C’est à peine si je reconnus Chalais, tant ces quelques jours l’avaient changé. Bien qu’il y eût dans cette chambre pot à eau et bassine, il n’était ni lavé ni rasé, le cheveu hirsute et les mains sales. Ma fé ! Qu’était devenu le beau Chalais, ce miroir de beauté et de virilité qui attirait par son éclat nos alouettes de cour ?
Son désespoir faisait tout ensemble horreur et pitié, tant le pauvre avait perdu la capitainerie de son âme, s’agitait comme une guêpe dans un bocal, marchant comme un furieux d’un mur à l’autre, déversant un flot de paroles insensées sur les gardes et si occupé à ses hurlades qu’il ne me vit même pas de prime.
Il criait à tue-tête qu’il était damné, « pis que damné et déjà en enfer » : propos qui tant blessa Monsieur de Lamont qu’il se permit de lui dire :
— Monsieur de Chalais, au nom du ciel, plaise à vous de vous ramentevoir que vous appartenez à la communion des chrétiens !
Mais ce reproche, encore qu’il fut poliment formulé, ne fit que mettre Chalais davantage hors ses gonds et il cria comme fol :
— Foutre du christianisme{60} ! Je suis bien en état d’être remontré !
Je lus dans l’oeil de Monsieur de Lamont et sur les faces frustes de ses gardes combien ces propos les scandalisaient.
— Monsieur de Chalais, dit l’exempt d’une voix altérée, de grâce, calmez-vous : vous n’êtes encore ni jugé ni condamné.
— Mais je ne crains pas la mort, rugit Chalais dont le rugissement même montrait à quel point il la redoutait. Et si l’on me pousse à bout, je ferai comme les Romains : je m’empoisonnerai !
— Monsieur ! Monsieur ! s’écria Monsieur de Lamont avec douleur. Ramentez-vous qu’il n’y a pas de paradis pour ceux qui attentent à leur propre vie !
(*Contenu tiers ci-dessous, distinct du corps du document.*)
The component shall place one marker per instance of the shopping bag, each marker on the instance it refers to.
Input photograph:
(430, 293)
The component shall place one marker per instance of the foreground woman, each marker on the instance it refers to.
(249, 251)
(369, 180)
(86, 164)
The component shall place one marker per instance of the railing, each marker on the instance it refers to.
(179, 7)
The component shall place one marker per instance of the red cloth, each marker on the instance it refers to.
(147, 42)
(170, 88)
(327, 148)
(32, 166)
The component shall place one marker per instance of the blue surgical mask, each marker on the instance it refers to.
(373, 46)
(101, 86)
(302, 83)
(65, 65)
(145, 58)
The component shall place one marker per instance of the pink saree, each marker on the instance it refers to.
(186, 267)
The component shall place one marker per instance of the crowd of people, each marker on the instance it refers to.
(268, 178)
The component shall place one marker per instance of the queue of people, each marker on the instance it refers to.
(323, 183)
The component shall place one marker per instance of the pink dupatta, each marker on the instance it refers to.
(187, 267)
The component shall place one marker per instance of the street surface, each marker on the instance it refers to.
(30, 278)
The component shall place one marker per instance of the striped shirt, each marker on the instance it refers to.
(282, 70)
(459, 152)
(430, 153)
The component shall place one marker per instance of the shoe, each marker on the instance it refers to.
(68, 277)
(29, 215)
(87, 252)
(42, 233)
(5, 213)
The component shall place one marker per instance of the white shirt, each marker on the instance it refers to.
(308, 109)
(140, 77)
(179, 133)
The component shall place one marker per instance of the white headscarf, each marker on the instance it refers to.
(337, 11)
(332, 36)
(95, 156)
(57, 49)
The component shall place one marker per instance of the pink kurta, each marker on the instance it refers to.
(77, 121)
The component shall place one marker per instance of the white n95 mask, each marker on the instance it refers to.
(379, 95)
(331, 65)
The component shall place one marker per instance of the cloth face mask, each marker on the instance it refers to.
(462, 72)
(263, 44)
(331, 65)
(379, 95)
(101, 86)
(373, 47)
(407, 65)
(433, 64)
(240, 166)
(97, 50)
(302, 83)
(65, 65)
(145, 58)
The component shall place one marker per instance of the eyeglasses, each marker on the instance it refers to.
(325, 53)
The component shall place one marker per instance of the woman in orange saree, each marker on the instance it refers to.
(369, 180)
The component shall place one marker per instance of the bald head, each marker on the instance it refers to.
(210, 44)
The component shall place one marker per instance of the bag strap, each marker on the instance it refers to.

— Peu me chaut ! hurla Chalais. Je me tuerai et si je n’ai pas de poison, je me casserai la tête contre le mur. Mon malheur est trop grand ! Je ne le puis souffrir ! Peste ! Teste ! Mort ! Je me casserai la tête contre le mur en quatre belles pièces !
Le pauvre exempt, désolé d’ouïr tant d’impiétés dans la bouche d’un homme aussi proche de la mort, s’avisa d’y mettre un terme en attirant l’attention du malheureux sur ma personne.
— Monsieur de Chalais, il y a là le comte d’Orbieu qui est venu vous visiter.
— Ah ! d’Orbieu ! D’Orbieu ! s’écria Chalais tournant vers moi un regard égaré, vous ici ! M’allez-vous sauver ?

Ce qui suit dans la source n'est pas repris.